The Pakistan government issued “shoot-to-kill” orders on Friday, to tackle rioters, and called out the army as about 34 people died and dozens were injured in violent protests across the country against the assassination of Benazir Bhutto.
Protestors, most of them workers of Bhutto’s PPP, vandalised commercial properties and government offices, burnt trains and railways stations and clashed with police at many places. Much of their ire was directed against the offices and property of the ruling PML-Q party that backs President Musharraf.
Nine people, including a PML-Q leader, Asfandyar Amirzaib, were killed and several others injured in an explosion in Pakistan’s restive northwestern Swat valley. The paramilitary Pakistan Rangers were given “shoot-to-kill” orders to tackle protestors in Sindh province, a traditional stronghold of the PPP that witnessed the fiercest protests.
Provincial Home Secretary Ghulam Mohammad Mohtaram said 23 deaths were reported across Sindh.

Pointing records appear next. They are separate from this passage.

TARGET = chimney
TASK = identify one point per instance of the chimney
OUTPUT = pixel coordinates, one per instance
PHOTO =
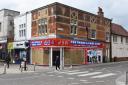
(100, 12)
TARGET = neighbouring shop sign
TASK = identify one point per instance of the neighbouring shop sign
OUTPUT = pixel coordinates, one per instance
(64, 42)
(10, 45)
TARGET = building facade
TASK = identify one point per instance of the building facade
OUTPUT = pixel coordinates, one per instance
(22, 32)
(119, 43)
(6, 30)
(76, 36)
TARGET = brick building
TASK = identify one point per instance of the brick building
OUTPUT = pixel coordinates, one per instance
(119, 40)
(77, 36)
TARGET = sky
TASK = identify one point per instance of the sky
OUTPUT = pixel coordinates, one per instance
(113, 9)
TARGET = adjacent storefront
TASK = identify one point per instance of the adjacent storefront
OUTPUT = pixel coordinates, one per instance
(44, 52)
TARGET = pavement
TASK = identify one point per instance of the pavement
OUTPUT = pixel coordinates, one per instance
(14, 69)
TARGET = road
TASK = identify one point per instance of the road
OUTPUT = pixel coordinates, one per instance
(80, 75)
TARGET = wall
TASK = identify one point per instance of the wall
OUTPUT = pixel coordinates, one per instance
(73, 56)
(21, 19)
(120, 50)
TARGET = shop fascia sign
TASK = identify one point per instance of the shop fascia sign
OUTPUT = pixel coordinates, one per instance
(63, 42)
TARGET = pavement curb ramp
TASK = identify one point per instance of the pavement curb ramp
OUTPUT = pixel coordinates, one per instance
(121, 80)
(100, 64)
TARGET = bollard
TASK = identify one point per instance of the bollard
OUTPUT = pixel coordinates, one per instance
(4, 69)
(21, 69)
(126, 77)
(34, 66)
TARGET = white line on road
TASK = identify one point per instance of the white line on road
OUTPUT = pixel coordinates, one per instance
(83, 80)
(78, 72)
(104, 75)
(71, 78)
(73, 83)
(87, 82)
(99, 81)
(68, 71)
(50, 75)
(89, 74)
(59, 76)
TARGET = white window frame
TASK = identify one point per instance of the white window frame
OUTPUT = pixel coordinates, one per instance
(42, 24)
(115, 38)
(121, 39)
(126, 40)
(93, 30)
(107, 36)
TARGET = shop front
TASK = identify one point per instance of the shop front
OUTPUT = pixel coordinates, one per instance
(70, 52)
(20, 52)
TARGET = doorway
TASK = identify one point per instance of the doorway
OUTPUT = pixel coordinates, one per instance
(55, 53)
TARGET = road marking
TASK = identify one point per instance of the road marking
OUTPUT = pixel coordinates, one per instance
(78, 72)
(50, 75)
(72, 71)
(83, 80)
(104, 75)
(99, 81)
(59, 76)
(68, 71)
(87, 82)
(70, 78)
(89, 74)
(73, 83)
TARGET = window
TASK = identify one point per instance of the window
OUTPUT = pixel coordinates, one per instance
(20, 33)
(73, 23)
(42, 26)
(24, 32)
(114, 38)
(0, 27)
(93, 34)
(73, 27)
(24, 25)
(121, 39)
(107, 36)
(127, 40)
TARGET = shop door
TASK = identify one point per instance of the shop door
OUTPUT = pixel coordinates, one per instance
(55, 53)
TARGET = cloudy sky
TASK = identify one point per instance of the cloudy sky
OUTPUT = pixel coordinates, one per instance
(113, 9)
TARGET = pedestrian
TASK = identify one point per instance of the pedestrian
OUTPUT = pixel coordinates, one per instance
(7, 60)
(57, 62)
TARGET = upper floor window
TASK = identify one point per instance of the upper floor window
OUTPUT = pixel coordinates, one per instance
(107, 36)
(42, 23)
(73, 27)
(93, 34)
(0, 27)
(126, 39)
(121, 39)
(114, 38)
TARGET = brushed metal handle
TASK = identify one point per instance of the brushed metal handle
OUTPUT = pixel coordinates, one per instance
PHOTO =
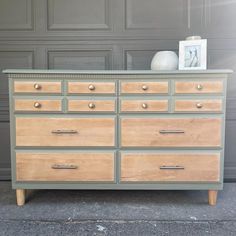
(64, 166)
(163, 131)
(60, 131)
(37, 86)
(37, 105)
(91, 87)
(171, 167)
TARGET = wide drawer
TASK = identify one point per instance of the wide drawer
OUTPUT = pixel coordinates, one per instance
(199, 105)
(42, 131)
(144, 105)
(90, 87)
(169, 167)
(171, 132)
(61, 166)
(191, 87)
(144, 87)
(91, 105)
(38, 105)
(37, 87)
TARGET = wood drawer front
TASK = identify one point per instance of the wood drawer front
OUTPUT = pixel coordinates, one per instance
(185, 87)
(38, 105)
(41, 131)
(144, 87)
(171, 132)
(91, 87)
(202, 105)
(65, 166)
(144, 105)
(37, 87)
(92, 105)
(170, 167)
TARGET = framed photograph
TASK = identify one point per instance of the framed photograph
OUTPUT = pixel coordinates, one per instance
(193, 55)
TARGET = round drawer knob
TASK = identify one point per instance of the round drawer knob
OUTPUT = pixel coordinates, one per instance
(91, 105)
(199, 87)
(91, 87)
(145, 87)
(37, 105)
(37, 86)
(199, 105)
(144, 106)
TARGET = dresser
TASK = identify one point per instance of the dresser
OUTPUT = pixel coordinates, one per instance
(142, 130)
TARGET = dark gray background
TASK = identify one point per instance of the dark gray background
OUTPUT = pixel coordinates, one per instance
(112, 34)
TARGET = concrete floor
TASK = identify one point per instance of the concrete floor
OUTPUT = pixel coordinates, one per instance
(57, 212)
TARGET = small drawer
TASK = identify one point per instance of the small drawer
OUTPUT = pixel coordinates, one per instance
(38, 105)
(91, 87)
(169, 167)
(91, 105)
(144, 87)
(198, 87)
(58, 166)
(37, 87)
(144, 105)
(200, 105)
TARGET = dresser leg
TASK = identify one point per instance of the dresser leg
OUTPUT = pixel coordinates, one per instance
(20, 197)
(212, 197)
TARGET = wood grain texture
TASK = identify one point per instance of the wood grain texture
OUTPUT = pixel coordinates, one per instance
(145, 132)
(191, 87)
(138, 105)
(99, 87)
(146, 167)
(45, 87)
(99, 105)
(208, 105)
(137, 87)
(90, 166)
(37, 131)
(45, 105)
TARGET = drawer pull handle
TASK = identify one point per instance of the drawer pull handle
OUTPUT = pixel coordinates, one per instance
(37, 105)
(199, 105)
(60, 131)
(199, 87)
(145, 87)
(163, 131)
(91, 105)
(91, 87)
(64, 166)
(144, 105)
(37, 86)
(171, 167)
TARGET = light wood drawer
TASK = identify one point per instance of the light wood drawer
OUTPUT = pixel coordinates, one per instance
(185, 87)
(182, 167)
(37, 87)
(38, 105)
(42, 131)
(91, 105)
(65, 166)
(144, 87)
(91, 87)
(171, 132)
(200, 105)
(144, 105)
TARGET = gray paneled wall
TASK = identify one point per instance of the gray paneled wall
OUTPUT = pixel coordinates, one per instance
(112, 34)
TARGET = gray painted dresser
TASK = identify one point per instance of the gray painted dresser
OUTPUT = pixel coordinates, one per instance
(117, 130)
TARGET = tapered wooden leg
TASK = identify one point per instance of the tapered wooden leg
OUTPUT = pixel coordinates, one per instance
(212, 197)
(20, 197)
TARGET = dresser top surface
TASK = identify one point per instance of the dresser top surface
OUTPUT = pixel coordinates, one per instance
(115, 72)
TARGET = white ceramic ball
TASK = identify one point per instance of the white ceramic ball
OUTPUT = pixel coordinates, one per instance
(165, 60)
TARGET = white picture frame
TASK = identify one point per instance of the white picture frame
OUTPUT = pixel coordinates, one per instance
(193, 55)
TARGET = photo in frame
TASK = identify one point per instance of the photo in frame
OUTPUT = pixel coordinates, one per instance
(193, 55)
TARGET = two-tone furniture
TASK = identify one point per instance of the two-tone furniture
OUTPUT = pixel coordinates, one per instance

Among the dead were four security officials and six people who suffocated when a bank was burnt in Khairpur, Mohtaram said. Six trains were damaged and “criminal elements” took advantage of the protests to loot commercial establishments and government treasuries, he said.
Officials said 200 bank branches across the country were burnt or damaged and some 300 prisoners escaped when three different jails were vandalised by protestors.